BÖLÜM 4

127 10 4
                                    

🌪️

MEKTUP

İnsanlar doğar, büyür ve ölürler.

Doğdum.

Büyüdüm.

Minik olmayı bırakalı yıllar oluyor.

Ay olmayı ise hiçbir zaman bırakmadım ama yıllardır kimsenin bana Ay demesine izin vermedim.

Minik Ay olmayı da hiçbir zaman bırakmadım ama birileri bana Minik Ay demeyeli uzun zaman oluyor.

Elimde tuttuğum zarfla bakışlarımı Hâle hanıma çevirdim ve konuştum "Siz benimle dalga mı geçiyorsunuz?"

"Hayır." diye yanıtladı Hâle hanım beni, sanki neden böyle bir tepki verdiğimi biliyormuş gibi "Minik olduğun söylenemez ama Ay değil misin sen?"

Karşımdaki kadının sözleri üzerine kaşlarım çatılırken, bu üç insanın evimi hemen terk etmesini istiyordum. Bu zarf bana Güneş'ten nasıl gelmişti?

Bana Güneş dışında hiç kimse Minik Ay demezdi.

"Bunu kim, ne zaman getirdi?" diye sordum Hâle hanıma.

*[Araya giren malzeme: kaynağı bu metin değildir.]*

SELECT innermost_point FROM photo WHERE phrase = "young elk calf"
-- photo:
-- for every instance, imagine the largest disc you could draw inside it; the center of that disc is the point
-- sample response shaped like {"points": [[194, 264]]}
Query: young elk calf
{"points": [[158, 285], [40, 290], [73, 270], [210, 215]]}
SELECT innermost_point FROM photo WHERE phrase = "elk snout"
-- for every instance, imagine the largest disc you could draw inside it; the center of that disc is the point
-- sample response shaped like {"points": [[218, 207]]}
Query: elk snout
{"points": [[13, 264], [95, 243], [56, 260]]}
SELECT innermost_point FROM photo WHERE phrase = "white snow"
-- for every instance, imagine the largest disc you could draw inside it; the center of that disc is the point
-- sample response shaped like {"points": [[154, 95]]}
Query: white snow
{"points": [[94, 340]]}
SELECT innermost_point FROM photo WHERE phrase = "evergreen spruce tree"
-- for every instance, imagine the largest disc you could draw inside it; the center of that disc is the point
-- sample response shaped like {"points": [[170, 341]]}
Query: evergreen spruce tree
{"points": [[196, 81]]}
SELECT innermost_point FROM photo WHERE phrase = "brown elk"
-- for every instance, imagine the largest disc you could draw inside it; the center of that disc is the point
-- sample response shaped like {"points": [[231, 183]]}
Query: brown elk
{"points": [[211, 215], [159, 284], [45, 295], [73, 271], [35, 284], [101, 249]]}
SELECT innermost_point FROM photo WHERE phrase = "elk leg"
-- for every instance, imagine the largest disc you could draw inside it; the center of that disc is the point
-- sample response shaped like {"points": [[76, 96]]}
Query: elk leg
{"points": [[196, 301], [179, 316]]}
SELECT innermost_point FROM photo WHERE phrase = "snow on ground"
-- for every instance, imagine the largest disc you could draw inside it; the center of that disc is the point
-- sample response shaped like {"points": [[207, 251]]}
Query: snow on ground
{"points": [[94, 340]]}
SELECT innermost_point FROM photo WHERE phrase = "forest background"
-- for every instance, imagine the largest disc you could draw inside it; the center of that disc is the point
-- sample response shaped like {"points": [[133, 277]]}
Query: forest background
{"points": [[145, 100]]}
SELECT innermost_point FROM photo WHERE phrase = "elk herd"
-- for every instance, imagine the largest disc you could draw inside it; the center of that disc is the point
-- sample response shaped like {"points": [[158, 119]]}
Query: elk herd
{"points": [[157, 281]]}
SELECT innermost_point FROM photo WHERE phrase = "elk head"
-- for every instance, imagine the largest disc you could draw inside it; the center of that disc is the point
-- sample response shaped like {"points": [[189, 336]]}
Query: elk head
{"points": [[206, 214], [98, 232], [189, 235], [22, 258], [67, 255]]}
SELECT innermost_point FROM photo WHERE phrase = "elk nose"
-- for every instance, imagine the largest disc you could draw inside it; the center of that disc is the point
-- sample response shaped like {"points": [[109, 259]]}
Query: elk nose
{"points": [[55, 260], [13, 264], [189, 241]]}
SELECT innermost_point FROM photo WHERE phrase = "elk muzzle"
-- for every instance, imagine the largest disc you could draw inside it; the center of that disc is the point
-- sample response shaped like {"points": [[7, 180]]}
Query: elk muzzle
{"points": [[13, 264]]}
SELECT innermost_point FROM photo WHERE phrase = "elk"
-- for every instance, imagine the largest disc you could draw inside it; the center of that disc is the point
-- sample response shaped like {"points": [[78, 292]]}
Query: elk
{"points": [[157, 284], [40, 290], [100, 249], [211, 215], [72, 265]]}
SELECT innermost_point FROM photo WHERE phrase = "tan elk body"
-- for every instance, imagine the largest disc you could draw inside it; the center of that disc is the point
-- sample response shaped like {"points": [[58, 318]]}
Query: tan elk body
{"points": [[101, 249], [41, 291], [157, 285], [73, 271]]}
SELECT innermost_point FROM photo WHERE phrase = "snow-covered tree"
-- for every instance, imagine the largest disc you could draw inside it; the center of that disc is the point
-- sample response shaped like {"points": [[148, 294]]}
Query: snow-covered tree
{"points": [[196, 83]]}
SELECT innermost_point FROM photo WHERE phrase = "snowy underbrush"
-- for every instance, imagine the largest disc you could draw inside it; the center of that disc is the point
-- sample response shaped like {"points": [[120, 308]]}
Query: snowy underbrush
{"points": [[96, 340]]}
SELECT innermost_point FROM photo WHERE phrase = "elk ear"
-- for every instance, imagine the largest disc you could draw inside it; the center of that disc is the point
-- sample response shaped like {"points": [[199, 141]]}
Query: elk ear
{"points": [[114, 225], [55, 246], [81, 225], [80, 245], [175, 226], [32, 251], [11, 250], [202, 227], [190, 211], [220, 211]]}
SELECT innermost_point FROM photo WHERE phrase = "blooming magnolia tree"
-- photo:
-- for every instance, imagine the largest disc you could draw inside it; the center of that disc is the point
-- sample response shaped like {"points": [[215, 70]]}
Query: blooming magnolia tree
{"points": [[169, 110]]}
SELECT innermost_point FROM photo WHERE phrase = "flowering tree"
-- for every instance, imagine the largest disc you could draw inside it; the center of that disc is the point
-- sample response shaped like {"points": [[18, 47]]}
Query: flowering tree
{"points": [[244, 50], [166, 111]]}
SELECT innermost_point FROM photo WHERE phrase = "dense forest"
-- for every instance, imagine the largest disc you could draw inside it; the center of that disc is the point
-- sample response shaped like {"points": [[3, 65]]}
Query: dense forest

"Dört yıl önce." diyerek beni yanıtlayan kadını başımla onayladıktan sonra ona ve çocuklarına bir kez daha bakmadan koltuklara ilerlemiş ve cam parçalarının olmadığı bir köşeye oturmuştum, sırtım onlara dönük olduğu için ne yaptıklarını göremesemde saniyeler içinde yanımdan uzaklaştıklarını ve evimden çıktıklarını anladım.

Tanımadığım insanların yanında kendimi kasmaktan kaskatı kesilen bedenim onların gidişiyle rahatlarkan titreyen dudaklarımı birbirine bastırdım ama bu titremeyi durduramayınca alt dudağımı dişlerimin arasına alıp titreyen ellerim eşliğinde hızlıca zarfı açtım ve içindeki kağıdı çıkardım.

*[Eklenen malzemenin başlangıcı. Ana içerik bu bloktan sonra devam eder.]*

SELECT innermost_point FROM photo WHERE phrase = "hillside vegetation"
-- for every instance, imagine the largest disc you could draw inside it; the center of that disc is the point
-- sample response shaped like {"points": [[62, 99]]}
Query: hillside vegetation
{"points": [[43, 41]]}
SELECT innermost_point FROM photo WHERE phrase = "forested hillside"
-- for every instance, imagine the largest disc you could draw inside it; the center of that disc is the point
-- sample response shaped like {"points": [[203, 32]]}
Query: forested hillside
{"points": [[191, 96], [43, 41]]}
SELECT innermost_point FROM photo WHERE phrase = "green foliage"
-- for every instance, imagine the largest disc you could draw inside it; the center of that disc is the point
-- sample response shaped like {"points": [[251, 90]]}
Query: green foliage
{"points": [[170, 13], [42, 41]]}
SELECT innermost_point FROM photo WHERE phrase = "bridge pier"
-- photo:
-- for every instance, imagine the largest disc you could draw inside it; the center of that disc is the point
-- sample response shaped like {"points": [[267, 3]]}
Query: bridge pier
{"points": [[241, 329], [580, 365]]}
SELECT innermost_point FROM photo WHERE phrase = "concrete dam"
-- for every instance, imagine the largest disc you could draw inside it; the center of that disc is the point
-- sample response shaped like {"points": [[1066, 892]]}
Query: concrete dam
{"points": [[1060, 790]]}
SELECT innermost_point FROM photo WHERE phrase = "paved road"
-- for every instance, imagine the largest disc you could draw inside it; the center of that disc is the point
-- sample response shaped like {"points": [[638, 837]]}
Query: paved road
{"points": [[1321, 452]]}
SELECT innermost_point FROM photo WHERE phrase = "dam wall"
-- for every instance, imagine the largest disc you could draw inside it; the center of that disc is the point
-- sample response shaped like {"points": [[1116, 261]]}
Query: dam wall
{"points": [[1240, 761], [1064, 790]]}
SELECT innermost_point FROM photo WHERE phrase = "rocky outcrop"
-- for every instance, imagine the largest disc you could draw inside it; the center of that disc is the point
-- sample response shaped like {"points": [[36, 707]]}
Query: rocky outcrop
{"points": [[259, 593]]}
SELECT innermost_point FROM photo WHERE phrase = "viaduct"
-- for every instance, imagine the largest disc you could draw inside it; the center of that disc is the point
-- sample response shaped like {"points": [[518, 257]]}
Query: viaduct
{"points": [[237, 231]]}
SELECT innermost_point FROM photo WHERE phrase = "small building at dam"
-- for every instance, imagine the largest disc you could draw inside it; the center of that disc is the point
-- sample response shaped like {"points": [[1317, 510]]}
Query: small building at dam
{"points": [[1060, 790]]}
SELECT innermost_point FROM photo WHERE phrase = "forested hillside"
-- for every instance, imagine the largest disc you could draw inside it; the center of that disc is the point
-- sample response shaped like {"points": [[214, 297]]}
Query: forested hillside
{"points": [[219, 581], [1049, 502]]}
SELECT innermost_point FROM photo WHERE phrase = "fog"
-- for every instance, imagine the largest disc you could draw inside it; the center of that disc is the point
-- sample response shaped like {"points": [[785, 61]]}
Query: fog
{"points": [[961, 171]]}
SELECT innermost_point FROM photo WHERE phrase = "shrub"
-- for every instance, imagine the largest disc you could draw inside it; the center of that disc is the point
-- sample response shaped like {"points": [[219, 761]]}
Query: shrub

Gözlerimin önüne serilen ilk şey uzun zaman geçmesine rağmen hâlâ adım kadar iyi hatırladığım ve taklit etmekte usta olduğum el yazısı olurken yıllar önce benim için yazılmış mektubun cümlelerini yıllar sonra okudum.

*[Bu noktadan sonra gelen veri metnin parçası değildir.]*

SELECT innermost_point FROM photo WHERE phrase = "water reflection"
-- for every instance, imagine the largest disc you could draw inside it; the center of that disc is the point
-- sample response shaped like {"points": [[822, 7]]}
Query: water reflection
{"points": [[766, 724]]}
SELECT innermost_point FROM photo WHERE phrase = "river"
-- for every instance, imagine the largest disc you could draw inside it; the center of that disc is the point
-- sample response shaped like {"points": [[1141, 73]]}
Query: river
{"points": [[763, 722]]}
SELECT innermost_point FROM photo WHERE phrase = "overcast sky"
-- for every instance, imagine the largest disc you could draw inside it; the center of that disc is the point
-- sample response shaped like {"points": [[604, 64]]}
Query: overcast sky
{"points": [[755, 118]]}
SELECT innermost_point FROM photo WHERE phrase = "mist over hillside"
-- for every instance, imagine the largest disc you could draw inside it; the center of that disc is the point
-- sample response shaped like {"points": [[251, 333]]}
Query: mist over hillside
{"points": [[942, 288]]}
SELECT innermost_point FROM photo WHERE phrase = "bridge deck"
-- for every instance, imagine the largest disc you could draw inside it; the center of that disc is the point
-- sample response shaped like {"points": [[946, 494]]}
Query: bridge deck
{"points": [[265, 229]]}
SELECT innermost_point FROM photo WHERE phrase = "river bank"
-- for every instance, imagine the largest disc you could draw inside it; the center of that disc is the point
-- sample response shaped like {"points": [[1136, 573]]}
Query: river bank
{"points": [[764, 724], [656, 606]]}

"Minik Ay, benim güzel kardeşim;

Ne yazmam gerektiğini bilmiyorum çünkü ilk defa mektup yazıyorum, sen bahçede bizimkilerle su savaşı yaparken burada sana mektup yazıyor olmak beni üzüyor Ay. Sanki gidecekmişsin, bizi bırakacakmışsın gibi sana sevgimi kağıt parçasından anlatıyor olmak beni yaralıyor. Bundan tam bir yıl önce babam beni karşısına aldı ve bazı şeyler anlattı, Ay buraya ait değil oğlum dedi. Kahkahalarla güldüm, çünkü benim kardeşlerimin yeri her zaman benim yanımdır öyle değil mi?

Değilmiş...

Senin yerin benim yanım değilmiş, babam öyle söyledi.

İnanmadım.

Ben babama her zaman inanırım, bu sefer inanmadım ama bilirsin babam bize asla yalan söylemez.

Keşke söyleseymiş.

Kendini koru ve inandığın şeyler uğruna mücadele etmeyi asla bırakma. Seni nasıl buraya getireceğimi bilmiyorum, babam bunun imkansız olduğunu söylüyor ama ben araştırmaya devam edeceğim. Seni bir süre sonra sonsuza kadar göremeyecek olmak beni öldürüyor Ay, dayanmıyorum. Her gün senin yüzüne bakarken acaba bugün mü o evrene gidecek, diye düşünmekten kendimi alamıyorum.